La plupart fonctionnent tout à fait normalement, mais j’ai été témoin de l’incident suivant : une de ces agences a été occupée par des Subsahariens encadrés par l’un d’entre eux portant un brassard CGT. Je suis allé interviewer ce dernier, qui m’a dit : « Nous occupons cette agence parce que nous exigeons qu’elle fasse comme les autres, à savoir faire travailler « nos » sans-papiers en utilisant les noms de travailleurs réguliers. Elle a refusé ». Cette agence a ensuite fermé. Plusieurs mois après, j’ai noté une déclaration de Sophie de Menthon, présidente du mouvement de PME « ETHIC » faire allusion à cette question et déclarer son accord avec la CGT pour faciliter la régularisation des travailleurs sans-papiers, souvent obligé de travailler sous le nom d’un « régulier ».

Il y a aussi un petit noyau de « communards », ainsi nommés par référence à la Commune de Paris et à l’anarchie, qui se signalent par des affichettes vantant l’action « solidaire » ou dénonçant « les riches qui ont profité du virus ».

Ils sont concentrés au sud de la rue d’Aligre, et sur quelques immeubles adjacents de la rue de Charenton. Leurs activités « révolutionnaires » se concentrent sur quelques bâtiments dont j’ignore les propriétaires (la Ville de Paris ou des associations ?) J’ignore également s’ils sont des résidents du quartier.

Enfin, il n’y a plus que quelques Roms venant probablement de leurs camps de stationnement en banlieue, qui refusent toute interview par ignorance réelle ou simulée du français. Le grand public ignore généralement qu’ils sont chrétiens… et Européens, pouvant donc circuler librement dans les divers pays de l’Union.
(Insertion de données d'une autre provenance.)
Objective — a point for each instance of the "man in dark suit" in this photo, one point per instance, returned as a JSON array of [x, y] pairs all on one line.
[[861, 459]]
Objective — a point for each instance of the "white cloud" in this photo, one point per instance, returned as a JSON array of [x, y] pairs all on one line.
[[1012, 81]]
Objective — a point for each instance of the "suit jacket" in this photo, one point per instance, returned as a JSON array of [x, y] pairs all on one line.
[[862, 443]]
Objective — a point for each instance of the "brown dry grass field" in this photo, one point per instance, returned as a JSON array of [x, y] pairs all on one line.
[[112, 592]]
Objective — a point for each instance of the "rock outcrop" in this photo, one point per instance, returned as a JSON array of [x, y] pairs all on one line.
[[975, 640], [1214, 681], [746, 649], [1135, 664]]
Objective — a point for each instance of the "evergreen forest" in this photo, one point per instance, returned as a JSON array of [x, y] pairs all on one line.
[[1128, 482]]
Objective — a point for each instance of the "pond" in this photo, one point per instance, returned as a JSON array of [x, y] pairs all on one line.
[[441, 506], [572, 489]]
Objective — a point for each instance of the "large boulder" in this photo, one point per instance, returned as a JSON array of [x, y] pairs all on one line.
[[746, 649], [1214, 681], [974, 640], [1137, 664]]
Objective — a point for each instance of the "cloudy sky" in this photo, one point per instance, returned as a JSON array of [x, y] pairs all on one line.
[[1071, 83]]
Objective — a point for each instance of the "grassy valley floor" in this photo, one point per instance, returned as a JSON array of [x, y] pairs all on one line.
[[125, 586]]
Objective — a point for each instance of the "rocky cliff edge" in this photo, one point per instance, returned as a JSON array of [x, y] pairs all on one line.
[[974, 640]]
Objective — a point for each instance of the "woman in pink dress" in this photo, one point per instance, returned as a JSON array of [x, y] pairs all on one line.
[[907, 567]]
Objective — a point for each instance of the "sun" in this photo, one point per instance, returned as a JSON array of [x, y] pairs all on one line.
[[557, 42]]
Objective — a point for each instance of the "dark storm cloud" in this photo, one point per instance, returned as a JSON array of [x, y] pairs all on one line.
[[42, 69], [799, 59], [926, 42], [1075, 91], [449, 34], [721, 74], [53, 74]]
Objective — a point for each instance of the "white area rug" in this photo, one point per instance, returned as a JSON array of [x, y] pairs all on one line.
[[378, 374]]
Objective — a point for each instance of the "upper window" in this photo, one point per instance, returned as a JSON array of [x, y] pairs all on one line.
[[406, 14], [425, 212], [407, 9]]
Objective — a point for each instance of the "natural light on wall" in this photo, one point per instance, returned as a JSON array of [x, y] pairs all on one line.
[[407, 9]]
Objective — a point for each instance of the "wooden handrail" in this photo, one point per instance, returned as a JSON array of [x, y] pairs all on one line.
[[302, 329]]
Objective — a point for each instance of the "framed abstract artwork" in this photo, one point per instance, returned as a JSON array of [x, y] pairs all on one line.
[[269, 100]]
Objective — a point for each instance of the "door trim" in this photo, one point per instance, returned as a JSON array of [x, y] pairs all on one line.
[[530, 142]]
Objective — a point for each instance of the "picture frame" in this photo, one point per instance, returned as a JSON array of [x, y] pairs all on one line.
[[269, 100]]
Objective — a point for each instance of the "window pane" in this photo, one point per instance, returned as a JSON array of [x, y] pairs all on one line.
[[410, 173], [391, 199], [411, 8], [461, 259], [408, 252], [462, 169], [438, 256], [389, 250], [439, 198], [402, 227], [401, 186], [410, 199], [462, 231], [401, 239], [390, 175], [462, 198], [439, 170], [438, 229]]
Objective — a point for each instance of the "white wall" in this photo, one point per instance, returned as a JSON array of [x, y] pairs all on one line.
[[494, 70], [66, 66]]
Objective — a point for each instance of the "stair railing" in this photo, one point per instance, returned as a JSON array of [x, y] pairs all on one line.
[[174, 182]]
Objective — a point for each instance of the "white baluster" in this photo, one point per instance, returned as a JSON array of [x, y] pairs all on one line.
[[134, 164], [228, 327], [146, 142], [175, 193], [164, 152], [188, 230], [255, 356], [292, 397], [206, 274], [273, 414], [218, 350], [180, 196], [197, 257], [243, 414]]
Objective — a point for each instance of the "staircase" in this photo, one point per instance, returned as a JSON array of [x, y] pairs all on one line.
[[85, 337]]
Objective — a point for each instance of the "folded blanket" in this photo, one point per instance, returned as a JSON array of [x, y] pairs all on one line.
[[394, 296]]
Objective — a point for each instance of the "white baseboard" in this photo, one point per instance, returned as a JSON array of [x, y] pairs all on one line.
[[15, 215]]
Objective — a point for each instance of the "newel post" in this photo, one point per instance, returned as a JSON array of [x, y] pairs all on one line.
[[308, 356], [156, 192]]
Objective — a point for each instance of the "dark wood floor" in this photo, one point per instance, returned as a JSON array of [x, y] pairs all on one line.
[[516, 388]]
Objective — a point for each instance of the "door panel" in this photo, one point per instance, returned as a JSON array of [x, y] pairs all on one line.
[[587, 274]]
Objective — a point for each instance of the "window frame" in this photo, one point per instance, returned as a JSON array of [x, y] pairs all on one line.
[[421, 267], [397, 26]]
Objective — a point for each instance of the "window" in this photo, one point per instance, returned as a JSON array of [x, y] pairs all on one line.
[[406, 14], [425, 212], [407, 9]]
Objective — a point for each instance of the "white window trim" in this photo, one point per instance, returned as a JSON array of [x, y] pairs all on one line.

Ils viennent en général de Roumanie, mais il y a également de fortes communautés en Hongrie, en Slovénie… Depuis quelques années, ils semblent avoir abandonné la Gare de Lyon à d’autres mendiants, nordiques à en juger par leur physique et leurs bribes de français, ou subsahariens.

Voilà la fin de ce témoignage personnel, sans prétention scientifique.

Je vois donc autour de moi principalement des bourgeois et des travailleurs, des individus intégrés, voire assimilés. D’où mon optimisme sur les questions d’immigration, optimisme qui me fait traiter d’inconscient à ma droite, et, de « violeur de cultures » à ma gauche. Cela parce que je souhaite l’assimilation, c’est-à-dire le contraire d’une société multiculturelle comme au Liban. De plus, dire que l’on a économiquement besoin d’étrangers et de leur descendance, c’est être « complice du patronat pour continuer en France l’exploitation coloniale ».

Ce tableau de l’immigration dans mon quartier n’est pas représentatif, diront certains. Ce n’est pas mon avis.

Les environs de la Gare de Lyon ne sont pas uniques en France, et les zones plus ou moins mixtes comme celles-ci sont plus nombreuses que les ghettos.

Une partie des travailleurs qui arrivent chaque jour dans le quartier provient d’ailleurs de ces ghettos, ce qui n’empêche pas leur intégration. Les interviewer sur ce sujet les mène inévitablement à pester contre la poignée de jeunes qui pourrissent la vie de leurs immeubles, et contre les journalistes qui ne relèvent que les côtés négatifs de leur cité.

En résumé, je ne me sens pas envahi. Or dans les quartiers bourgeois non mixtes, je sens cette crainte de l’invasion. Probablement parce que leurs résidents ne connaissent que ce que leur montre la télévision et les films, c’est-à-dire trafics et violence. Ça existe bien sûr, mais n’est pas représentatif de la société française.